One of the biggest questions heading into election night is whether former president Donald Trump will declare victory prematurely. The announcement is likely to be accompanied by social media posts on platforms like Instagram, YouTube, and TikTok—none of which will say whether they will remove the content.
He’s done it before: Trump lied about winning the 2020 election when many battleground states were too close to call. Counting was underway in Georgia, Michigan, Nevada, Pennsylvania, and Wisconsin. A number of Republican lawmakers and experts have criticized Trump’s claims. Ben Shapiro, founder of the Daily Wire, said “No, Trump hasn’t won the election, and it’s not too much of a responsibility for him to say he has,” in X’s post at the time. Trump’s own advisers are reportedly encouraging him to declare victory early.
“Premature claims of victory intended to intimidate people from voting or suppress voting may be reviewed under our Local Integrity policy,” X spokesman Michael Abboud tells WIRED. “Community Notes are an effective way to add useful context to potentially misleading Posts about polling results.”

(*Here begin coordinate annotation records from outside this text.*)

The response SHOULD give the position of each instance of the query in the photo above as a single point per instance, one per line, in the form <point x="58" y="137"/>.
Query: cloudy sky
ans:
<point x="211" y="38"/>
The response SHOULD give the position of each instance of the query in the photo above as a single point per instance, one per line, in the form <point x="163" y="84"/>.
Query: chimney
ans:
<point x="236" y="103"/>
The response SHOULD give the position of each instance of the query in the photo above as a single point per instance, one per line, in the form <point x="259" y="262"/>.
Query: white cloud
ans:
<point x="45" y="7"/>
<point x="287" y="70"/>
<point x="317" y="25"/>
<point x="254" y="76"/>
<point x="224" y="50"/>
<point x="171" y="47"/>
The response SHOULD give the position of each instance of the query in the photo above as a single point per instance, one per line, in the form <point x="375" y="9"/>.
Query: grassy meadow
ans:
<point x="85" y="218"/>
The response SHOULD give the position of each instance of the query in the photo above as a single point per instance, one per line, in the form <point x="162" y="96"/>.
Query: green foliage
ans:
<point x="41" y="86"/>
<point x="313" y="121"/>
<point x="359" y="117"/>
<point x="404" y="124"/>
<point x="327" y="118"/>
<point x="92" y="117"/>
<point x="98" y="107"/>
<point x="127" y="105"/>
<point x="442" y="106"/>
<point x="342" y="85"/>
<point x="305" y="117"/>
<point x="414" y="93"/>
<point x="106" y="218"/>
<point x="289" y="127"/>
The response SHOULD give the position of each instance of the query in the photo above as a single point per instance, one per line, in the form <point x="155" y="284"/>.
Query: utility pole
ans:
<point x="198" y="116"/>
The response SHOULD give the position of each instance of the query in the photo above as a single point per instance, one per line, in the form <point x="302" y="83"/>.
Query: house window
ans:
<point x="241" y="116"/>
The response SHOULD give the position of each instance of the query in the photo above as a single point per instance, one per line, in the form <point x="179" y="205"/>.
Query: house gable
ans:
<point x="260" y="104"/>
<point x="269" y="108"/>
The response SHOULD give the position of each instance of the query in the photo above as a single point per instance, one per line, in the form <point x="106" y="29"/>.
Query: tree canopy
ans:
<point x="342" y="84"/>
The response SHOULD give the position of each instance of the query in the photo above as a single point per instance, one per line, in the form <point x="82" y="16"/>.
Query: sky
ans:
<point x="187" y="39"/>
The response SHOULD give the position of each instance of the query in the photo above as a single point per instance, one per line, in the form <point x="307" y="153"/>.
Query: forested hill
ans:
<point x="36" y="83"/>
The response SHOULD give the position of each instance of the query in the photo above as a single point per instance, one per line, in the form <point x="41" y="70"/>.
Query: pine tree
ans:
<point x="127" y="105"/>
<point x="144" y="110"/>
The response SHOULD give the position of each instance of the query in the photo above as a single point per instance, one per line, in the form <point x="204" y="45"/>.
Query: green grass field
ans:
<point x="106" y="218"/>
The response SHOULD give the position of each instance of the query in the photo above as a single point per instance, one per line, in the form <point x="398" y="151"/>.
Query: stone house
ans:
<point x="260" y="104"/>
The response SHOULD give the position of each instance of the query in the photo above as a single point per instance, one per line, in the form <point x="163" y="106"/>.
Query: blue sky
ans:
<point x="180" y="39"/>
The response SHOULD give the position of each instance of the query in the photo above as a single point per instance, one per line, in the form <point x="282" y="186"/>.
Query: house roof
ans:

UX empowers users to flag and correct misinformation on social media through Social Notes. A recent study by the Center for Counting Digital Hate found that crowdsourced fact-checking campaigns do a poor job of correcting false election claims.
IX, run by billionaire Elon Musk, has already become a hotbed of election misinformation, and that doesn’t look to change anytime soon. Last week, Musk’s America PAC launched the Election Integrity Community on X, which has grown to nearly 50,000 members. The party says it will increase “incidences of voter fraud or irregularities that you see while voting in the 2024 election.”
In 2020, Meta said it will add labels to early victory posts. At this time, Corey Chambliss, a spokesperson for Meta, shared a blog post with WIRED explaining that the company will remove inaccurate information related to the dates, locations, times, and methods of voting and calls related to voting violence. Meta will also remove content containing false election results, according to the blog, but Chambliss did not answer whether that rule applies to Trump.
“As with all of our policies, we will continue to monitor what we see on the field,” Chambliss told WIRED on Tuesday.
Advertisements announcing a false result, however, are banned. Meta is banning new ads for the week before Election Day, and said it will extend that ban until several days after polls close, Axios reported Monday.